Configure outgoing NAT

Big picture​

Configure Calico networking to perform outbound NAT for connections from pods to outside of the cluster. Calico optionally source NATs the pod IP to the node IP.

Value​

The Calico NAT outbound connection option is flexible; it can be enabled, disabled, and applied to Calico IP pools with public IPs, private IPs, or a specific range of IP addresses. This article describes some use cases for enabling and disabling outgoing NAT.

Concepts​

Calico IP pools and NAT​

When a pod with an IP address in the pool initiates a network connection to an IP address to outside of Calico’s IP pools, the outgoing packets will have their source IP address changed from the pod IP address to the node IP address using SNAT (Source Network Address Translation). Any return packets on the connection automatically get this change reversed before being passed back to the pod.
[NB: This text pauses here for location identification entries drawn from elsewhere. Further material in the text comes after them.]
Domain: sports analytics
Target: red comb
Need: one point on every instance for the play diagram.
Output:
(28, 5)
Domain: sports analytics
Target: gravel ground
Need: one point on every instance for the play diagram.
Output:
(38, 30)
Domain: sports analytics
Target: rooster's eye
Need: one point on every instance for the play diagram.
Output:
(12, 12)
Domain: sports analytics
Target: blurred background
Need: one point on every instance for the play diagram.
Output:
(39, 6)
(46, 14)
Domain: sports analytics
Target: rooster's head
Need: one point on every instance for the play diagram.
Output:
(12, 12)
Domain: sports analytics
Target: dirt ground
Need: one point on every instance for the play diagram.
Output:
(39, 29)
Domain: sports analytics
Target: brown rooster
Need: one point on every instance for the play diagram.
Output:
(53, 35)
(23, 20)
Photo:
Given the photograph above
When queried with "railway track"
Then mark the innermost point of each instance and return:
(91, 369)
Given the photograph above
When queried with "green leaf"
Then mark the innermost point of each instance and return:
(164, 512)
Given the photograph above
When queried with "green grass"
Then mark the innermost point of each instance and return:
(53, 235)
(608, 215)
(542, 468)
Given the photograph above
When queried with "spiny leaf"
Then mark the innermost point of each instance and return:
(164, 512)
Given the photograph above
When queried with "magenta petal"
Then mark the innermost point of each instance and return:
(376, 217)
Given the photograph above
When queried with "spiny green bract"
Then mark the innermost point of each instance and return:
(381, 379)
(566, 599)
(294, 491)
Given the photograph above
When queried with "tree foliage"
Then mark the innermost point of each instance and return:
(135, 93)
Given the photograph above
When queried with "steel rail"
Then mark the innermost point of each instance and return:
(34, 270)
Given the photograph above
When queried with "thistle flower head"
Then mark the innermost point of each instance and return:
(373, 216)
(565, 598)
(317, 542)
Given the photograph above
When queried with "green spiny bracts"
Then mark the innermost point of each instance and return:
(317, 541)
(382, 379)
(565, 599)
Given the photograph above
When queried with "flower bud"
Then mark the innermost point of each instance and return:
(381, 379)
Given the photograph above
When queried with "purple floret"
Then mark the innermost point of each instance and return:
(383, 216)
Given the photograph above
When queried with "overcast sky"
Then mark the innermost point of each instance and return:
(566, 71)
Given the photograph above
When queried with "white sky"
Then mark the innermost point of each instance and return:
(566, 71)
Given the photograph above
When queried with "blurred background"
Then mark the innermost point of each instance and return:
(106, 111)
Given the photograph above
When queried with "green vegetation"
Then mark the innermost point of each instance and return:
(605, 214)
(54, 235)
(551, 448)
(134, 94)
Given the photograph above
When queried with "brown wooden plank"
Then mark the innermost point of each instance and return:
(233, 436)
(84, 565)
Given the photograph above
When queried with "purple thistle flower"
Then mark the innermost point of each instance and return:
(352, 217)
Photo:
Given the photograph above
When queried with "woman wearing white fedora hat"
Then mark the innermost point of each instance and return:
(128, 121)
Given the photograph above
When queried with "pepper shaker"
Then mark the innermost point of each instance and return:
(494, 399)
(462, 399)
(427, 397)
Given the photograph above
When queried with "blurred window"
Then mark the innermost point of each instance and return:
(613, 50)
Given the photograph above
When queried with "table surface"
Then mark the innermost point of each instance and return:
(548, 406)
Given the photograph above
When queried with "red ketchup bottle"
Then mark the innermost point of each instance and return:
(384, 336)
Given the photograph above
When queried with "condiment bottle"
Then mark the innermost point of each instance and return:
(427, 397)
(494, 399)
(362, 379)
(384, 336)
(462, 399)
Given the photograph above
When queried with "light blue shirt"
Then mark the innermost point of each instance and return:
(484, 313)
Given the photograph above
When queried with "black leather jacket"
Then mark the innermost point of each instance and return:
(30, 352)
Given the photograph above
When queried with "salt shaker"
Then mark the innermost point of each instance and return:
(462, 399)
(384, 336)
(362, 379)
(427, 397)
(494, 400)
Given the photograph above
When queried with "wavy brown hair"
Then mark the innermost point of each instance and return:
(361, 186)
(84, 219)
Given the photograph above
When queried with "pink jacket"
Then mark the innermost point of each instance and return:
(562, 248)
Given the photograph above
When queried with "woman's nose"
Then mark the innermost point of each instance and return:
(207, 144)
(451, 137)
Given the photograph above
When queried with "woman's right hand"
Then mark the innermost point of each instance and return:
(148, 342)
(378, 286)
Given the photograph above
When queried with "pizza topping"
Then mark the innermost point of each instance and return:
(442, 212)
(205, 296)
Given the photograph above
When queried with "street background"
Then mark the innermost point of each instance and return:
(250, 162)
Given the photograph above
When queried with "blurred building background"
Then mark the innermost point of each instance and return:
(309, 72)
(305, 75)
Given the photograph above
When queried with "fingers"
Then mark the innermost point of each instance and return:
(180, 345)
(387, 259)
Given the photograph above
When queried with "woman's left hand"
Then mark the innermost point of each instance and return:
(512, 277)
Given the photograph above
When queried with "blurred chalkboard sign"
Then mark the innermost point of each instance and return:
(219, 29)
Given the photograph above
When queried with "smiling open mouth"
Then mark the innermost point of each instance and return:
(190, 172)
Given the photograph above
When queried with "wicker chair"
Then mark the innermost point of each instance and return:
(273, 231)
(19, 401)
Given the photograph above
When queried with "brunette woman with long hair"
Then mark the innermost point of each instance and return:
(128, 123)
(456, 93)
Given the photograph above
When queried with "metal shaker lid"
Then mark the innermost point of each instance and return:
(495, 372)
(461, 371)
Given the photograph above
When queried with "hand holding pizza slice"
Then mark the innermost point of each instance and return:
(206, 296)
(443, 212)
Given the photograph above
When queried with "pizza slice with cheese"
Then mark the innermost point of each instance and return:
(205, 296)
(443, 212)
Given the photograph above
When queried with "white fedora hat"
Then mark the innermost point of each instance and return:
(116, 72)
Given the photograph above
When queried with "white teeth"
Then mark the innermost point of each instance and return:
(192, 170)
Enable NAT: for pods with IP addresses that are not routable beyond the cluster​

A common use case for enabling NAT outgoing, is to allow pods in an overlay network to connect to IP addresses outside of the overlay, or pods with private IP addresses to connect to public IP addresses outside the cluster/the internet (subject to network policy allowing the connection, of course). When NAT is enabled, traffic is NATed from pods in that pool to any destination outside of all other Calico IP pools.

Disable NAT: For on-premises deployments using physical infrastructure​

If you choose to implement Calico networking with BGP peered with your physical network infrastructure, you can use your own infrastructure to NAT traffic from pods to the internet. In this case, you should disable the Calico natOutgoing option. For example, if you want your pods to have public internet IPs, you should:

  • Configure Calico to peer with your physical network infrastructure
  • Create an IP pool with public IP addresses for those pods that are routed to your network with NAT disabled (natOutgoing: false)
  • Verify that other network equipment does not NAT the pod traffic

How to​

Create an IP pool with NAT outgoing enabled​

In the following example, we create a Calico IPPool with natOutgoing enabled. Outbound NAT is performed locally on the node where each workload in the pool is hosted.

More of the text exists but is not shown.